The court was created by the first three sections of Act 42, which were patterned after Act 372 of Acts of 1923. This last named Act, in its first three sections, added an additional chancellor to the Seventh Chancery District, and gave that official jurisdiction in only two of the counties comprising that district. The validity of this Act 372 was upheld in the case of Gordon v. Reeves,166 Ark. 601, 267 S.W. 133. If that case is to be followed, the first three sections of Act 42 created the second division of the Pulaski Chancery Court, which court is now in existence, if the provisions of Act 42 are separable.

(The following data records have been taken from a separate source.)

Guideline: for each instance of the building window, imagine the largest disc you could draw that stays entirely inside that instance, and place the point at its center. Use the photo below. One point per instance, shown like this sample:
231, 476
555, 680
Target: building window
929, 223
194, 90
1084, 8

By 12 of Act 42, the provisions thereof are made separable by enacting that the invalidity of any section or sections of the Act shall not affect the validity of the balance of said Act. In view of this definite statement of the legislative intent, I have concluded that we have *Page 323 no power to say that the Legislature did not mean what it said. Numerous acts have been passed containing provisions similar to 12 of Act 42, and these acts have been upheld, after eliminating any unconstitutional part of the act, provided the part which remained after striking down the unconstitutional portions thereof left a workable act. See cases cited in the dissenting opinion of Justice McFADDIN. Here we have an act which creates a court, if the case of Gordon v. Reeves, supra, is followed, and when the unconstitutional provisions of the act are stricken, we have an office without a Judge, which may be filled in the manner provided by the Constitution, that is, by appointment of the Governor.
An attempt was made in this case to validate a decree of divorce rendered appellee by Judge Hale. In my opinion it was beyond the power of the chancellor to do this. He could, of course, hear the testimony on which the original decree was rendered, or hear other testimony showing grounds for divorce, and grant one, but he could not by nunc pro tunc order validate the divorce decree, if it was invalid when rendered.
Now the effect of the change of my vote is to hold that these decrees rendered by a de facto Chancellor were valid, and do not require a nunc pro tunc order to sustain their validity. The decree from which is this appeal sustaining appellee's divorce is therefore affirmed, not on the ground that a void decree could be cured by nunc pro tunc order, but is affirmed upon the ground that the decree was not void, and does not require validation.
Decree affirmed. Chief Justice GRIFFIN SMITH and Justice ROBINS dissent.